Define a point class

  • with an x and y member
  • with methods to 'autoprint'

Definition

import math

class P:
    x=0
    y=0
    def __init__(self,x,y):
        self.x=x
        self.y=y

    # gets called when a print is executed
    def __str__(self):
        return "x:{} y:{}".format(self.x,self.y)

    # gets called eg. when a print is executed on an array of P's
    def __repr__(self):
        return "x:{} y:{}".format(self.x,self.y)

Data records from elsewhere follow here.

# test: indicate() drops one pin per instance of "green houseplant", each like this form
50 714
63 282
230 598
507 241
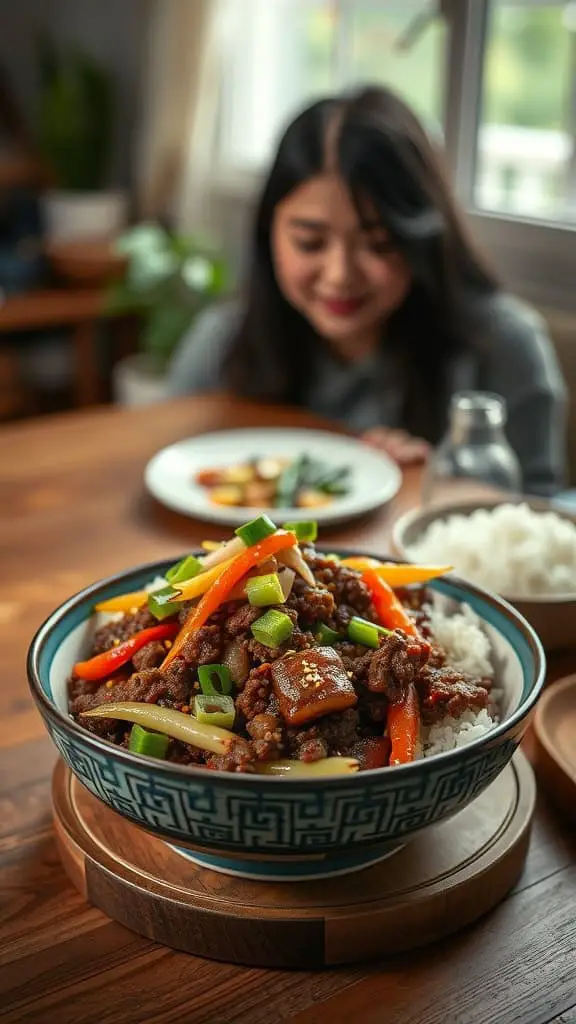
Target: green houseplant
75 138
169 279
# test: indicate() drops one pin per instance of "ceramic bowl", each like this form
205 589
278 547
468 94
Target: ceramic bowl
552 617
271 827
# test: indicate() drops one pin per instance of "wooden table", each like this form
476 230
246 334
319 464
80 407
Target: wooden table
81 310
72 509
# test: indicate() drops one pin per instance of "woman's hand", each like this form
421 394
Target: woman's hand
401 446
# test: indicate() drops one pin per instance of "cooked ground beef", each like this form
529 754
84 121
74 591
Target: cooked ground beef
337 733
204 647
281 694
311 605
238 758
447 691
121 630
256 692
372 708
241 620
150 656
396 664
312 749
344 584
266 732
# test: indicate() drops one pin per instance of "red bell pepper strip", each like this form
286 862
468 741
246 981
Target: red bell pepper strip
391 610
107 663
404 728
225 583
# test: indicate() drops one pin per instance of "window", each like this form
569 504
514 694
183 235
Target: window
497 76
287 52
526 159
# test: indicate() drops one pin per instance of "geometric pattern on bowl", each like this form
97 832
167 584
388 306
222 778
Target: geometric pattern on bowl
247 815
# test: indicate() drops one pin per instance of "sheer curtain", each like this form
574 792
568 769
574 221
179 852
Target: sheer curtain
181 95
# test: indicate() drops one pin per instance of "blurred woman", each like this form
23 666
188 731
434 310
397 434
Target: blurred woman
366 301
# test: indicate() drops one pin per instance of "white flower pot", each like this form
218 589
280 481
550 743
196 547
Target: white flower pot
93 215
135 384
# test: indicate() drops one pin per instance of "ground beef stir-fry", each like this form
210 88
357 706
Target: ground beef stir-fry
317 687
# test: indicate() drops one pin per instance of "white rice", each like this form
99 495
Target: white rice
467 648
509 549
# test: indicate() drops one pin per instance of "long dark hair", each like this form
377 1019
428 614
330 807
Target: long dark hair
383 154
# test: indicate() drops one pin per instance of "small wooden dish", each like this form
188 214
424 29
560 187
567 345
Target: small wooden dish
554 728
442 881
86 263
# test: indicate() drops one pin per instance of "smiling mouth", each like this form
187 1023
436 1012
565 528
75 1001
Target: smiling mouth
342 307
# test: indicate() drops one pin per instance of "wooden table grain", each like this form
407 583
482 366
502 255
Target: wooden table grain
73 508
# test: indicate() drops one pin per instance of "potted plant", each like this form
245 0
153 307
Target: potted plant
168 281
75 129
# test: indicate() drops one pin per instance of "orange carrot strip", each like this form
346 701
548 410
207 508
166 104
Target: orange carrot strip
221 588
404 728
392 612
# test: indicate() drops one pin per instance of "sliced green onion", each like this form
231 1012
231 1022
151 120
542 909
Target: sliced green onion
325 635
324 768
164 602
272 629
168 720
187 568
209 674
217 710
256 529
152 743
264 590
365 633
305 530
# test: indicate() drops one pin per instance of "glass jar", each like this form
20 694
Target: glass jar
475 449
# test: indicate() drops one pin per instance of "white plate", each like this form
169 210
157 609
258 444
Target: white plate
170 474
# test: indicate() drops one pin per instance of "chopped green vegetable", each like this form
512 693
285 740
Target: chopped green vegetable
164 602
289 483
154 744
365 633
305 530
187 568
325 635
256 529
273 628
264 590
214 710
334 481
208 675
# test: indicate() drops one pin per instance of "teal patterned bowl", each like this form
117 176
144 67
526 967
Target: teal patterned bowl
275 828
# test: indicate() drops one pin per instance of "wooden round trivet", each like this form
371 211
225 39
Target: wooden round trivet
439 883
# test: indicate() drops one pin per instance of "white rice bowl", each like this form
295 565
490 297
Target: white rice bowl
467 648
508 549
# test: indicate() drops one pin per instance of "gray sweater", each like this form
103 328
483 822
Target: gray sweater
519 363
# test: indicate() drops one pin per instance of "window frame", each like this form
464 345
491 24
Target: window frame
534 258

# convert an array of arrays or tuples to array of points
def convert(in_ar) :
    out_ar=[]
    for el in in_ar:
        out_ar.append( P(el[0],el[1]) )
    return out_ar

How to initialize

Eg. create a list of points

# following initialisations lead to the same array of points (note the convert)
p=[P(0,0),P(0,1),P(-0.866025,-0.5),P(0.866025,0.5)]
q=convert( [[0,0],[0,1],[-0.866025,-0.5],[0.866025,0.5]] )  
r=convert( [(0,0),(0,1),(-0.866025,-0.5),(0.866025,0.5)] )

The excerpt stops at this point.